日本古来の醸造技術活かしたバイオエタノールの新製法を開発
:農業環境技術研究所

 (独)農業環境技術研究所は3月25日、セルロース系資源である飼料用イネなどを用いて、収穫後に貯蔵しながら糖化・発酵させるという今までにない方法でバイオエタノールを生産する「固体発酵法」を開発したと発表した。
 バイオマス(生物資源)を原料とするエタノール(エチルアルコール)生産技術の開発では、バイオマスを分解・発酵・蒸留する過程にまだ様々な課題があり、低コスト化を阻んでいる。
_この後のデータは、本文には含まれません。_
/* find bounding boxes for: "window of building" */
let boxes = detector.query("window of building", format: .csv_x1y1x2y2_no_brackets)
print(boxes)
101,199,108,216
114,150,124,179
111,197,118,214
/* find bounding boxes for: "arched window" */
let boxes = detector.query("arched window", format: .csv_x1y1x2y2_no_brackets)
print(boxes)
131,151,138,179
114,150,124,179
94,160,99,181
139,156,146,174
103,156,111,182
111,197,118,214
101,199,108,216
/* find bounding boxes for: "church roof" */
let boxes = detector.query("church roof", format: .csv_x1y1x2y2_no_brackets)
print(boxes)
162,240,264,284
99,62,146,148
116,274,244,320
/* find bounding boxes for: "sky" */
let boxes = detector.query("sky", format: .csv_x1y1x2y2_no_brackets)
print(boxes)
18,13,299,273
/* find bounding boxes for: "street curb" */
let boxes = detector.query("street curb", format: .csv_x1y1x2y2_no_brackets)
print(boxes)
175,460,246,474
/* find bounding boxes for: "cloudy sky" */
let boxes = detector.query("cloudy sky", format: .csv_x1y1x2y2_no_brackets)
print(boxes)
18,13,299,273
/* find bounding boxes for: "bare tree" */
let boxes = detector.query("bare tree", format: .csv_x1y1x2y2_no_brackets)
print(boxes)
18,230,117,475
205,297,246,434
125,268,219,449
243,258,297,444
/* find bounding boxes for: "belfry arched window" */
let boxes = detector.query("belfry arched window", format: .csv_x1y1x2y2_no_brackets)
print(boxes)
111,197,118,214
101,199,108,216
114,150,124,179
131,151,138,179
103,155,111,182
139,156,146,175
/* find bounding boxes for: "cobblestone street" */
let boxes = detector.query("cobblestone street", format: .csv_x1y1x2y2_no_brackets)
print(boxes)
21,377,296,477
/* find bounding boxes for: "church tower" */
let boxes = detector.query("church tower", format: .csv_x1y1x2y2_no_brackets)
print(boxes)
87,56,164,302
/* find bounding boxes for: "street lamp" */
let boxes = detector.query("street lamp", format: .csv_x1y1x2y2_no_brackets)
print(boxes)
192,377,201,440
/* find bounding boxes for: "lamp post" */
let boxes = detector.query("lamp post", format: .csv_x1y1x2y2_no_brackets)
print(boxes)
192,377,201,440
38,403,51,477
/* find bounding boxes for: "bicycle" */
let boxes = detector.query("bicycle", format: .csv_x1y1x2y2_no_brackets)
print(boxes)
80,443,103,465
 開発した技術は、酵素などが持つ自然な力を利用する日本古来の酒や漬物などの醸造技術や近年国内で普及してきた牛の自給型飼料(サイレージ)の発酵貯蔵技術を応用したもの。加工処理などの工程が少ないため、使用するエネルギーを低く抑えることができ、いわば「農業・醸造型バイオエタノール生産技術」といえる。
 研究では、農地から刈り取ってきた飼料用のイネと、米作で出るワラを切断後、酵素と微生物を添加し、小規模な固体発酵を検討した。
 飼料用イネを用いて「固体発酵法」を試したところ、20日間の貯蔵・発酵の後1t(乾燥重量)当たり213ℓのエタノールが生産でき、この原料を用いた生産目標値の1t当たり317ℓの約70%の実績を得ることができた。ワラでは、同じ方法で1t当たり75ℓ生産できた。
 飼料用イネからエタノール213ℓを生産する際に必要な酵素のコストは、エタノール1ℓ当たり127円で、目標値(100円)をクリアすることはできなかったが、使用する酵素量を10分の1に減らしたところ、エタノールの生産量は129ℓとなり、酵素のコストをエタノール1ℓ当たり26円にまで下げることができた。
 同研究所では、今後他機関と連携し、さらにエタノールを低コスト・高効率で生産する技術の開発を進めることにしている。